A teoria matemática do índice de desempenho entrópico – desenvolvimento e aplicações para a engenharia das reações químicas.

Abstract

The scientific literature has shown great interest in the use of entropic concepts in the structure of methodologies for the analysis and optimization of chemical reaction engineering process, since the maximum transformations occur when working closer to reversibility. However, the entropic modeling, specifically, the methodology of the minimum entropic production rate, presents some implementation difficulties in the industrial environment, mainly due to the specificity of the models obtained for analysis. Consequently, the entropic performance index appears naturally as an alternative to circumvent the problems of the entropic methodology. The objective of this research is to present the development of a mathematical theory for the entropic performance index, seeking to interpret it physically from elements of communication theory. Thus, using mathematical efforts taking into account different approaches to the concept of entropy, it was possible to structure the theoretical basis of the entropic performance index, which can be interpreted as a property that measures the similarity between two physical conditions, which are directly associated with the performance of a reactional system.
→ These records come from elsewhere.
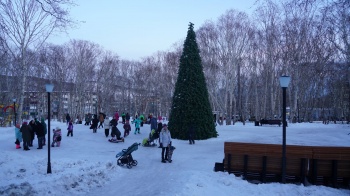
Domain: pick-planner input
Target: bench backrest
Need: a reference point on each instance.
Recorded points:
(235, 158)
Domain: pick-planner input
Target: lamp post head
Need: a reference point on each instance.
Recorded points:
(49, 88)
(284, 81)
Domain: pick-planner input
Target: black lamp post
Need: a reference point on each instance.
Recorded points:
(284, 82)
(49, 88)
(14, 109)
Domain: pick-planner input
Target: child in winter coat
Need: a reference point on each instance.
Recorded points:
(57, 137)
(165, 142)
(70, 129)
(115, 134)
(127, 128)
(18, 135)
(106, 125)
(137, 122)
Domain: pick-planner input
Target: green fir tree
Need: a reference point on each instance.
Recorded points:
(190, 102)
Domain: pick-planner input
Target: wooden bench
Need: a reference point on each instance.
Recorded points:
(263, 162)
(270, 122)
(330, 165)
Subsequently, the link between the minimum entropy production rate methodology and the entropic index was mathematically demonstrated, exposing that the index is a quantitative tool that shows the trajectory of the minimum entropic production rate of chemical reaction engineering process and, consequently, maximum performance. Applying the methodology developed from practical examples, it was observed the capacity and simplicity of the entropic performance index as a tool for the analysis and optimization of reactive systems, verifying that the search for the optimization of a reactive system can be characterized as efforts to maximize the entropic performance index (i.e., minimize the entropic production rate of the reactive system), demonstrating a new paradigm for the analysis and optimization of chemical reaction engineering process.